High-performance computing (HPC) systems often have multiple specialized data storage and file systems mounted to them with different capabilities and tiered levels of performance. How you read, write, and store your data on them really matters. The correct use of a storage system will help optimize the performance and throughput of your research workload(s). But perhaps more important and less obvious, the misuse and abuse of some types of filesystems by a single end-user can negatively impact the collective performance of an entire HPC system for all users. Because of this storage social dilemma, it is critically important for you to know what use cases and input and output (I/O) access patterns are appropriate for the type(s) of data storage and file systems available to you.
In this second part of our series on Data Management, we introduce you to some of the more common data storage and file systems you’ll find mounted on HPC systems today.

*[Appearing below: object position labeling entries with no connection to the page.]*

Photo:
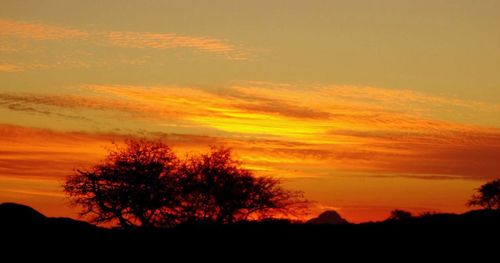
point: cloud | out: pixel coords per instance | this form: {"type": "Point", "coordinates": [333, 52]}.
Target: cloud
{"type": "Point", "coordinates": [299, 132]}
{"type": "Point", "coordinates": [10, 68]}
{"type": "Point", "coordinates": [172, 40]}
{"type": "Point", "coordinates": [39, 31]}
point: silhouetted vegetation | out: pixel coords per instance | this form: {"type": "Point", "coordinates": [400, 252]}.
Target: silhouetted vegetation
{"type": "Point", "coordinates": [487, 196]}
{"type": "Point", "coordinates": [24, 228]}
{"type": "Point", "coordinates": [398, 214]}
{"type": "Point", "coordinates": [144, 184]}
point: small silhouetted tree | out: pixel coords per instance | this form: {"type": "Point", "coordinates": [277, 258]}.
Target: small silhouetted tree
{"type": "Point", "coordinates": [487, 196]}
{"type": "Point", "coordinates": [398, 214]}
{"type": "Point", "coordinates": [135, 185]}
{"type": "Point", "coordinates": [219, 189]}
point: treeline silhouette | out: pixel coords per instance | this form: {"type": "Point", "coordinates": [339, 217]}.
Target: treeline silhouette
{"type": "Point", "coordinates": [209, 202]}
{"type": "Point", "coordinates": [144, 184]}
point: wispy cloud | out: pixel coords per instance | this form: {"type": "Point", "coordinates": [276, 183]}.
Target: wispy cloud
{"type": "Point", "coordinates": [172, 40]}
{"type": "Point", "coordinates": [10, 68]}
{"type": "Point", "coordinates": [37, 31]}
{"type": "Point", "coordinates": [304, 132]}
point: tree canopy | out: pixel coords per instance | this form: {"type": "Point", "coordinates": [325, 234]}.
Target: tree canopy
{"type": "Point", "coordinates": [487, 196]}
{"type": "Point", "coordinates": [144, 184]}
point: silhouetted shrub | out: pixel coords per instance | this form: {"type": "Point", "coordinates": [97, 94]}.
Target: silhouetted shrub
{"type": "Point", "coordinates": [398, 214]}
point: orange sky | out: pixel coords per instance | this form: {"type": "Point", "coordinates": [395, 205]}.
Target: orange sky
{"type": "Point", "coordinates": [365, 107]}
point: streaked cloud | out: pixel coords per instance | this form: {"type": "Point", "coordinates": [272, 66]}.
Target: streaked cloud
{"type": "Point", "coordinates": [172, 40]}
{"type": "Point", "coordinates": [38, 31]}
{"type": "Point", "coordinates": [10, 68]}
{"type": "Point", "coordinates": [294, 132]}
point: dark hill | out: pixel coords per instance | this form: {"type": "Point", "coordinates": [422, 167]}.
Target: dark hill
{"type": "Point", "coordinates": [328, 217]}
{"type": "Point", "coordinates": [472, 231]}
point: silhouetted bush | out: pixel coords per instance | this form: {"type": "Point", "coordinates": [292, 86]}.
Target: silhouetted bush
{"type": "Point", "coordinates": [398, 214]}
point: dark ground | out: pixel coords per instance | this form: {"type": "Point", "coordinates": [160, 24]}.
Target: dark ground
{"type": "Point", "coordinates": [473, 233]}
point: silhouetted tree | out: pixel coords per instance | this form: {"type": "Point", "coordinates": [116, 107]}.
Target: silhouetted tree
{"type": "Point", "coordinates": [398, 214]}
{"type": "Point", "coordinates": [487, 196]}
{"type": "Point", "coordinates": [135, 184]}
{"type": "Point", "coordinates": [218, 189]}
{"type": "Point", "coordinates": [143, 184]}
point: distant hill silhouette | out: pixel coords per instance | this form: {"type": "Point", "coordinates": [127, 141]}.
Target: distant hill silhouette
{"type": "Point", "coordinates": [328, 217]}
{"type": "Point", "coordinates": [24, 227]}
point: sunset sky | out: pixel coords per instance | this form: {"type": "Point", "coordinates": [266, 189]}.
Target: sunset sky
{"type": "Point", "coordinates": [366, 106]}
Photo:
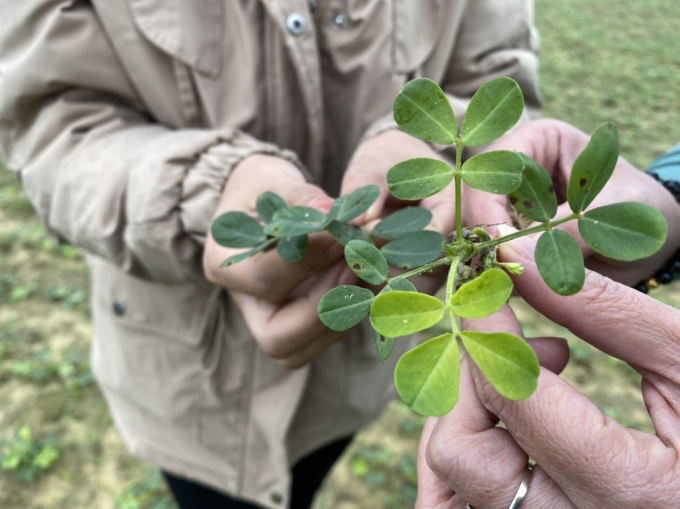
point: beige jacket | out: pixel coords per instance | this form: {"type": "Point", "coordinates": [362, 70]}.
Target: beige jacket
{"type": "Point", "coordinates": [124, 118]}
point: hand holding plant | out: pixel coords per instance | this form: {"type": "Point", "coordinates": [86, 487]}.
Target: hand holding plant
{"type": "Point", "coordinates": [427, 377]}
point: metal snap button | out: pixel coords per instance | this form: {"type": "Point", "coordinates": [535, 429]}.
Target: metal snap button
{"type": "Point", "coordinates": [340, 20]}
{"type": "Point", "coordinates": [119, 307]}
{"type": "Point", "coordinates": [296, 24]}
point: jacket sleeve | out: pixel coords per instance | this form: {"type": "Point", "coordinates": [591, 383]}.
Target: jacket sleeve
{"type": "Point", "coordinates": [494, 39]}
{"type": "Point", "coordinates": [101, 174]}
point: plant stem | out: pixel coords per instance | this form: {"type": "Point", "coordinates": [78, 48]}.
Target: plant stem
{"type": "Point", "coordinates": [540, 228]}
{"type": "Point", "coordinates": [459, 202]}
{"type": "Point", "coordinates": [425, 268]}
{"type": "Point", "coordinates": [450, 285]}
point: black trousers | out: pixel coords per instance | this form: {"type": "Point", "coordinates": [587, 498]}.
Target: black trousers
{"type": "Point", "coordinates": [308, 474]}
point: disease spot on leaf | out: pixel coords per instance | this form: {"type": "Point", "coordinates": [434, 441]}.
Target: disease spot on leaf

You will learn the basic hardware and software architecture of these filesystems, their capabilities, and the typical use case(s) in HPC. We also provide an overview of relevant Linux command-line tools that will enable you to gather information about these filesystems, measure your usage of their storage resources, and, if applicable, reconfigure them as needed for your specific research data and workload(s). Data backups, security, and file permissions are also highlighted. Additional topics about data storage and file systems will be covered as time permits.
---
COMPLECS (COMPrehensive Learning for end-users to Effectively utilize CyberinfraStructure) is a new SDSC program where training will cover non-programming skills needed to effectively use supercomputers. Topics include parallel computing concepts, Linux tools and bash scripting, security, batch computing, how to get help, data management and interactive computing. Each session offers 1 hour of instruction followed by a 30-minute Q&A. COMPLECS is supported by NSF award 2320934.